The conciliation service Acas has today published a new guide to shared parental leave (SPL).
It aims to help employers and employees navigate their way through the new regulations, which allow couples to share maternity or adoption leave and pay from 5 April 2015.
Shared parental leave on XpertHR
The guide includes a step-by-step guide on how eligible employees can make a request for shared parental leave.
There is also advice for employers on how to deal with SPL requests fairly.
Stewart Gee, Acas head of guidance, advised employees and employers to start discussions early so that suitable arrangements can be made.
He said: “Our guide was produced with input from large and small employers, family groups and trade unions and is designed to ensure working parents and employers alike can understand the new shared parental leave arrangements.”
“We are also running training courses to help employers prepare for the legal changes.”
The Department for Business, Innovation and Skills estimates that there will be around 285,000 working couples eligible to share their leave from April next year.
However, one of the key concerns aired by employers is that shared leave can be taken in blocks, meaning that parents could end up taking periods of discontinuous leave. It is feared that this could lead to a major administrative headache for employers.
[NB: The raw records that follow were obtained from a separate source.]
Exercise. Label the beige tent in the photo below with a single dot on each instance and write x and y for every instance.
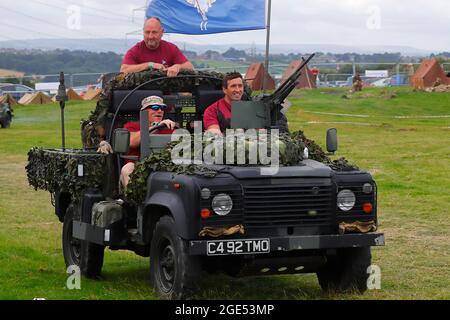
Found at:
(306, 80)
(92, 94)
(429, 74)
(35, 98)
(25, 98)
(73, 95)
(8, 99)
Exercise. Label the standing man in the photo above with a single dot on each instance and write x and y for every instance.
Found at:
(155, 54)
(217, 117)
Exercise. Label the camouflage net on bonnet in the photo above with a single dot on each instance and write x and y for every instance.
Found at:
(291, 149)
(56, 170)
(93, 129)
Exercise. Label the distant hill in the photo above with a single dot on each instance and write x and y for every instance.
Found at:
(120, 46)
(11, 73)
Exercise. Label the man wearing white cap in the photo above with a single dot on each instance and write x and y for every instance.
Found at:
(155, 108)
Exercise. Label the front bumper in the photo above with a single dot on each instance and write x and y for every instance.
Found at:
(277, 244)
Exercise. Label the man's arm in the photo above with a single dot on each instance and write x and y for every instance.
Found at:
(129, 68)
(176, 68)
(214, 129)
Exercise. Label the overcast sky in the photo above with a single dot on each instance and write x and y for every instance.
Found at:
(423, 24)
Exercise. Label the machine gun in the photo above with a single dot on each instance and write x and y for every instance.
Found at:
(265, 111)
(273, 102)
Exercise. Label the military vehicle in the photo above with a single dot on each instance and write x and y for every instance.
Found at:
(5, 115)
(306, 218)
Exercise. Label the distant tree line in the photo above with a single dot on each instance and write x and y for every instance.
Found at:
(53, 62)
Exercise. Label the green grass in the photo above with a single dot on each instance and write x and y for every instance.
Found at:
(409, 158)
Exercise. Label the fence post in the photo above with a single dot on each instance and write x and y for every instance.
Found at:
(398, 74)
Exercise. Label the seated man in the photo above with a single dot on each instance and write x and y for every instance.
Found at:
(217, 117)
(155, 107)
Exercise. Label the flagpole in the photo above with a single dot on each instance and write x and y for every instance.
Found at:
(266, 62)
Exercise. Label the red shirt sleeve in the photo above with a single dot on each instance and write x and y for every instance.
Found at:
(210, 116)
(178, 56)
(132, 126)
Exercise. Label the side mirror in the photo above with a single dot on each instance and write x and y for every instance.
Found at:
(332, 140)
(121, 140)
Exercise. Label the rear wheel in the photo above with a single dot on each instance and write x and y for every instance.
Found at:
(347, 271)
(88, 256)
(173, 272)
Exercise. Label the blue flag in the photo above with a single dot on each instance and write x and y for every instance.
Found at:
(208, 16)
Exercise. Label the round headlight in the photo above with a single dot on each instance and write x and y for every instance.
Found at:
(367, 188)
(222, 204)
(205, 193)
(346, 200)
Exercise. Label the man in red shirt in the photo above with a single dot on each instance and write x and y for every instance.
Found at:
(217, 117)
(155, 107)
(155, 54)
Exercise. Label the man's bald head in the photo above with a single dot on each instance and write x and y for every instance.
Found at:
(153, 32)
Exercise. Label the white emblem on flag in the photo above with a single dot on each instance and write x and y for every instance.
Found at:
(202, 8)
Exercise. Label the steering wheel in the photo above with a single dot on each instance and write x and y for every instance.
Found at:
(160, 126)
Commenting on the launch of the new guide, employment relations minister Jo Swinson said: “Dads have a key role to play in the early weeks and months of a baby’s life and it is right that the arrangements for parental leave should reflect that.”
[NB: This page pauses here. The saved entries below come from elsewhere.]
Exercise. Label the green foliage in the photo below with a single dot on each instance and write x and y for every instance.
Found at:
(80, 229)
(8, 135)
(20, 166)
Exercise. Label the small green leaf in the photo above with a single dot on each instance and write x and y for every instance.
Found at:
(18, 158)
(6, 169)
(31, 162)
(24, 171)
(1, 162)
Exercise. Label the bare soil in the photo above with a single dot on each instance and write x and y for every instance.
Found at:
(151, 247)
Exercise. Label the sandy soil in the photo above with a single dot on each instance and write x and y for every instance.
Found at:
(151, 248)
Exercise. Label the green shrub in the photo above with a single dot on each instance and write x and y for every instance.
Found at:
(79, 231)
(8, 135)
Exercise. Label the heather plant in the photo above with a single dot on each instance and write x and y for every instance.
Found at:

“Shared parental leave is not only good news for parents-to-be, but for employers who will benefit from having a workforce that is more flexible and motivated.”
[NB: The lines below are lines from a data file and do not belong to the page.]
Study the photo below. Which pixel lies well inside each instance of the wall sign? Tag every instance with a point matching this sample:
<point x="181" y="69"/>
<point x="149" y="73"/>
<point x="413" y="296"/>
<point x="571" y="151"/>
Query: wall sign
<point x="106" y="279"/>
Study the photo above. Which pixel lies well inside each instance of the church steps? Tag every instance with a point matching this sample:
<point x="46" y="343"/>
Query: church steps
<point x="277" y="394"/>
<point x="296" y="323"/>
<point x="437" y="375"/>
Under the new system, a pregnant woman will continue to have access to 52 weeks of maternity leave and 39 weeks of pay as she does currently, but from 5 April, partners will be able to share the leave.
Sarah Jackson, CEO of Working Families, added: “[Shared parental leave] offers employers a way into an early conversation with their working fathers and gives parents the chance to start their family life together, simultaneously on leave.”